Garson nodded. “Then you won’t be afraid of opening the front door to strangers. That would be one of your duties, answering the door. And the telephone. And cleaning paintbrushes and palettes, etcetera.”

Silently, Dickory folded a black opera cape on top of a sailor’s middy. What did he mean by “etcetera”? And what kind of strangers came to his front door? She reached to the top shelf of the closet for wigs and toupees of all colors and textures, hats and caps of all types and times.

Garson straightened and turned to leave. “By the way, what’s your name?”

“Dickory,” she replied, staring into a drawer stuffed with monocles and medals, eye patches and false teeth.

“Is that your first name or last?”

Dickory sighed. That was not a fair question from a man who called himself Garson, just Garson. “My last name is Dock,” she replied combatively, waiting for the usual guffaw.

Garson didn’t even smile.

 

Closets and drawers emptied, four large cartons packed, Dickory stood at the foot of the steep hall stairs. Garson had told her to “Give a yell” when she was done, but what should she yell? What do you call someone who has only one name? “Garson” seemed too familiar; “Hey, mister” too crass; “Yoo-hoo” too cute. “Boss”? She didn’t even have the job, yet.

Dickory returned to the bedroom and dragged, shoved, bumped a heavy carton along the floor, over the sill, and through the door. She paused to arch her aching back, waiting for Garson to appear. Surely he must have heard the noise she had made.

Suddenly Dickory became aware of footsteps in the apartment she had just left. Thudding feet clumped up the curved staircase from the living room, coming closer, closer toward the darkening door.

Cringing against the hallway wall, Dickory stared up at a huge, disfigured monster of a man. A jagged scar cut across his smashed face, twisting his mouth into a horrible grin, blinding one eye white and unblinking.

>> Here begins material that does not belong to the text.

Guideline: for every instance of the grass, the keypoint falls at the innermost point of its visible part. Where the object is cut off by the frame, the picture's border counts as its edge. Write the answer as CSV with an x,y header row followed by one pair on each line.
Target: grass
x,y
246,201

Dickory screamed. The giant lumbered toward her, arms outstretched, fingers jerking wildly. She screamed again.

“I didn’t expect you to take me so literally when I said ‘Give a yell,’ ” Garson said flatly from the top of the stairs. “Oh, I see Isaac is helping out.”

The awful Isaac bent down, flipped the carton onto a massive shoulder, and carried it up to the studio floor. Trembling, Dickory sank down on the bottom step.

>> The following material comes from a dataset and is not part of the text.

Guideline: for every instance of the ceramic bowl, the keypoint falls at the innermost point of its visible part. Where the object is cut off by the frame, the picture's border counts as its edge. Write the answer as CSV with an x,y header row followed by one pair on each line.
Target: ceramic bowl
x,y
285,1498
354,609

“Sorry, I should have told you about Isaac Bickerstaffe,” Garson said, nonchalantly tripping down the stairs. “He lives in the guest room under the front stoop. Isaac is quite harmless and . . . are you all right?”

“I’m fine, just fine,” Dickory replied, pulling herself up by the banister. “After all, I am a native New Yorker.”

“Exactly.”

Dickory followed the portrait painter into the bare bedroom. His tailored jeans were now smeared with paint. He had changed his expensive loafers for dirty sneakers, his starched shirt for a metallic-blue turtleneck jersey. Cold blue, like his eyes.